Nice day!! Thanks for the report.


----------



## JoeZ (Sep 30, 2007)

That's a pretty epic trip. Hope you can repeat it next year and hold on for big fish.


----------



## fishn4fun (May 11, 2008)

That is awesome!!!! I hope to get a blackfin from the yak some day


----------



## FishJunky (Apr 20, 2012)

Awesome video!!! Great job you guys! I bet that BFT and the Mahi was some damn good eating!!! I need to quit catching so many damn sharks and catch me a TUNA!


----------



## JD7.62 (Feb 13, 2008)

Nice job guys, if there was a prize for best dinner after the tournament, yall would have won by a long shot.

That tuna shaking you and almost knocking your rod out was too funny.


----------



## Fishermon (Oct 19, 2007)

BFT...nice! ....freaking awesome!!! :thumbsup:...btw congrats to all who participated I'm pretty sure you all did great. Pics, pics more pics....lol

Thanks for sharing.


----------



## MillerTime (Jul 6, 2011)

Congrats!


----------



## dthomas142 (Jul 18, 2011)

Great job guys! Fine BFT there man, jealous to say the least! Congrats!


----------



## Foulhook (Apr 26, 2010)

That was an epic trip. Congrats on the tuna.


----------



## b16acrx1988 (Jul 8, 2012)

Dang, nice fish and nice video, looks like an awesome trip.


----------



## scaly neck (Jul 19, 2009)

Wow! what a great day. Thanks for the great vid....:thumbup: Congrats on the GoPro....


----------



## Ginzu (Nov 16, 2011)

scaly neck said:


> Wow! what a great day. Thanks for the great vid....:thumbup: Congrats on the GoPro....

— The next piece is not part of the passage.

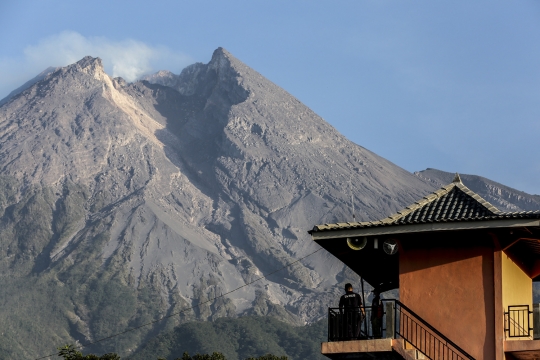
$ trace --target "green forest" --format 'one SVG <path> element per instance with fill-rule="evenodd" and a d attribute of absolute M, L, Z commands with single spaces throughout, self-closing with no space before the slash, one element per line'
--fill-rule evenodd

Thanks. I was really expecting someone to roll in with a monster and beat me.


----------



## Caddy Yakker (May 21, 2011)

What did the BFT eat?


----------



## below me (Jan 13, 2012)

awesome!


----------



## coolbluestreak (Jun 27, 2011)

MillerTime said:


> Congrats!


Man Brandon, when I first saw the name of the post I thought it was about you.


----------



## punkfishking (May 11, 2010)

Awesome day man, thats one that will be hard to beat. I need some time off of work. Good job.


----------



## Ginzu (Nov 16, 2011)

Caddy Yakker said:


> What did the BFT eat?


Cigsicle on a duster rig.


----------



## MVann126 (Feb 17, 2012)

Totally awesome!


----------